Si allarga l’inchiesta della Procura di Bari sul presunto sistema di riciclaggio legato all’impero delle videolottery della famiglia Snidar. Secondo gli investigatori, decine di persone avrebbero prestato il proprio nome per incassare vincite mai realizzate, attraverso il meccanismo del cosiddetto “ticket in, ticket out”, consentendo di ripulire ingenti somme di denaro di provenienza illecita.
Tra gli indagati figura anche l’ex campione del mondo di pugilato Michele Piccirillo, accusato di concorso in riciclaggio. Stando all’accusa, avrebbe utilizzato ticket intestati a suo nome per giustificare circa 200mila euro in contanti derivanti dalla propria attività sportiva all’estero e mai dichiarati al fisco. L’ex pugile avrebbe ammesso agli investigatori di aver chiesto questo favore perché a conoscenza del sistema utilizzato nella sala giochi, investendo poi il denaro ricevuto tramite bonifici e assegni in prodotti finanziari.

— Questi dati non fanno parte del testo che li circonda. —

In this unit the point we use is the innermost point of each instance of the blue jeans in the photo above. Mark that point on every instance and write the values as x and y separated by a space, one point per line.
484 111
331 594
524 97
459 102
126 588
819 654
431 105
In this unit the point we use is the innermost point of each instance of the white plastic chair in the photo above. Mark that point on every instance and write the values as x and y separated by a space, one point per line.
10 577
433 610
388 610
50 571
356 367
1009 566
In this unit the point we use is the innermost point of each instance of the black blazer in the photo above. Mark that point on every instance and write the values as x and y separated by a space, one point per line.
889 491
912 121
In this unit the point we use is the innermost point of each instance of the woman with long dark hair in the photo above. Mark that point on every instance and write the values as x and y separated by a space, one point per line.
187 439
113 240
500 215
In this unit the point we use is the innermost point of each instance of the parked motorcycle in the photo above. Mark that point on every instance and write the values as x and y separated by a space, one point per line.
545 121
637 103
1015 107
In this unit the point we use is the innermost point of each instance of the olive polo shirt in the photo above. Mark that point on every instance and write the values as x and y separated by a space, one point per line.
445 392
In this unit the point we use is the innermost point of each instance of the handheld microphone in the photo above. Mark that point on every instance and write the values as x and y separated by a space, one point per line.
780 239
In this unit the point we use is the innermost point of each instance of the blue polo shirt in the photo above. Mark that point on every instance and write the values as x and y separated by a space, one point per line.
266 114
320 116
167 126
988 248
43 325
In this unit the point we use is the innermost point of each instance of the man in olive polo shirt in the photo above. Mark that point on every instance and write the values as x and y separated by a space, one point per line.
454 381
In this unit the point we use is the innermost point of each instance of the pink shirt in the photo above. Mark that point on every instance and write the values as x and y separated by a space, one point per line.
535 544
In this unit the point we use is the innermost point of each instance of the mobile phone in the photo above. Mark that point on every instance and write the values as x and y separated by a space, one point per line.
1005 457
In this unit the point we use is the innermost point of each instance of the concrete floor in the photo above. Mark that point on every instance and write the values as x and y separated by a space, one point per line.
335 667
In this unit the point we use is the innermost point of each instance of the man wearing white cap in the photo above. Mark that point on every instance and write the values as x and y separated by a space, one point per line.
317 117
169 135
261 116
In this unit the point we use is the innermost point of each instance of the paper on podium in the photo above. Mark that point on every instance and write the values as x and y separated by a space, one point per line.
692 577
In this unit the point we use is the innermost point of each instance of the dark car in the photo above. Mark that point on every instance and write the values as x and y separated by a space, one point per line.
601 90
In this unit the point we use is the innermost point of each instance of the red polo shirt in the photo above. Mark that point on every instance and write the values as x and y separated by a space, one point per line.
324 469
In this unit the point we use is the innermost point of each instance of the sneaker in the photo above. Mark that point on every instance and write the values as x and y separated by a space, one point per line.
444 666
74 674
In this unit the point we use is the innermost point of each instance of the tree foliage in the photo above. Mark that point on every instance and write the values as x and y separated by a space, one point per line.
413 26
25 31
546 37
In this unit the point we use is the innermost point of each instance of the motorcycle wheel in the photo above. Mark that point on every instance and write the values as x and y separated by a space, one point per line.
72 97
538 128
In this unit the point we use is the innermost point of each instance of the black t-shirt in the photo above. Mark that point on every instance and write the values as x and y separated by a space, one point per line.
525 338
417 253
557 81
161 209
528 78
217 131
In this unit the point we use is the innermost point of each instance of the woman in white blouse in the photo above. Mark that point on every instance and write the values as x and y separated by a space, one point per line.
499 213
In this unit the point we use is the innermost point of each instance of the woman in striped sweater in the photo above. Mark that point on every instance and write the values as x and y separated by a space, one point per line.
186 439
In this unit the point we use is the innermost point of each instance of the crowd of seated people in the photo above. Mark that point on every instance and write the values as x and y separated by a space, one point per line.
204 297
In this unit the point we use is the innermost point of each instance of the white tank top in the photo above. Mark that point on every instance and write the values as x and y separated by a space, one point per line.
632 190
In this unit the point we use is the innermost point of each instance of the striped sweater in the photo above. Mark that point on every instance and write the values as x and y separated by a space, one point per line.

Nell’indagine compaiono anche professionisti, imprenditori, un odontotecnico, un conduttore televisivo di un’emittente regionale e numerosi familiari di appartenenti ai clan baresi. Per la Procura non esistono “intestatari inconsapevoli”: chi incassava assegni o bonifici relativi a vincite mai ottenute era perfettamente consapevole dell’illecito e, per questo motivo, è indagato per riciclaggio aggravato dall’agevolazione mafiosa.
L’inchiesta, coordinata dal procuratore Roberto Rossi e dal pm Lanfranco Marazia, ha portato all’arresto di 20 persone, tra cui Alessandro, Massimiliano e Antonio Snidar, ritenuti al vertice di un’organizzazione che avrebbe trasformato bar e sale slot in vere e proprie “lavatrici” di denaro sporco. Secondo gli investigatori, in circa dieci anni sarebbero stati riciclati oltre 5 milioni di euro attraverso una rete di società e attività commerciali, con presunti rapporti anche con i principali clan della criminalità organizzata barese.
Un ruolo centrale nell’inchiesta è stato svolto dalle dichiarazioni del collaboratore di giustizia Giovanni Naviglio, ex affiliato al clan Mercante. Ai magistrati ha raccontato i presunti rapporti tra Alessandro Snidar e le organizzazioni mafiose, parlando di finanziamenti destinati al traffico di droga, regali di lusso e sostegno economico ai clan. Naviglio ha inoltre riferito di essere stato più volte minacciato e aggredito nel carcere di Lecce tra il 2018 e il 2020 dopo aver manifestato l’intenzione di collaborare con la giustizia.
Intanto i tre fratelli Snidar sono attesi davanti al gip Antonella Cafagna per gli interrogatori di garanzia. Nel frattempo la Guardia di Finanza ha eseguito il sequestro dell’intero impero economico riconducibile alla famiglia, tra sale giochi, società , immobili e disponibilità finanziarie, per un valore complessivo superiore ai 63 milioni di euro. Secondo la Procura, le 13 sale slot tra Bari e la Bat sarebbero state utilizzate come strumenti per riciclare denaro e favorire gli interessi della criminalità organizzata.